The circles $$C_1$$ and $$C_2$$ each have radius $$2\sqrt{3}$$ and centres on the y-axis, denoted $$Q_1 = (0,k_1)$$ and $$Q_2 = (0,k_2)$$. Since line $$L$$ is tangent to each circle, the distance from $$(0,k)$$ to the line $$\sqrt{2}x + y - 3 = 0$$ must equal $$2\sqrt{3}$$. This distance is $$d = \frac{|0 + k - 3|}{\sqrt{2 + 1}} = \frac{|k - 3|}{\sqrt{3}} = 2\sqrt{3}$$, which implies $$|k - 3| = 6$$. Hence $$k = 9$$ or $$k = -3$$, giving $$Q_1 = (0,9)$$ and $$Q_2 = (0,-3)$$.

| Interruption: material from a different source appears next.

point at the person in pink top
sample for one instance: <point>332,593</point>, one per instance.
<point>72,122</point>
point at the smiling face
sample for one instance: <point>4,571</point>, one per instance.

With $$P = (\sqrt{2},1)$$, $$Q_1 = (0,9)$$ and $$Q_2 = (0,-3)$$, the base $$Q_1Q_2$$ has length $$|9 - (-3)| = 12$$ and the height from P to the y-axis is $$|\sqrt{2}| = \sqrt{2}$$. Therefore the area of triangle $$PQ_1Q_2$$ is $$\frac{1}{2} \times 12 \times \sqrt{2} = 6\sqrt{2}$$.

Finally, squaring this area gives $$(6\sqrt{2})^2 = 72$$. Thus, the square of the area is 72.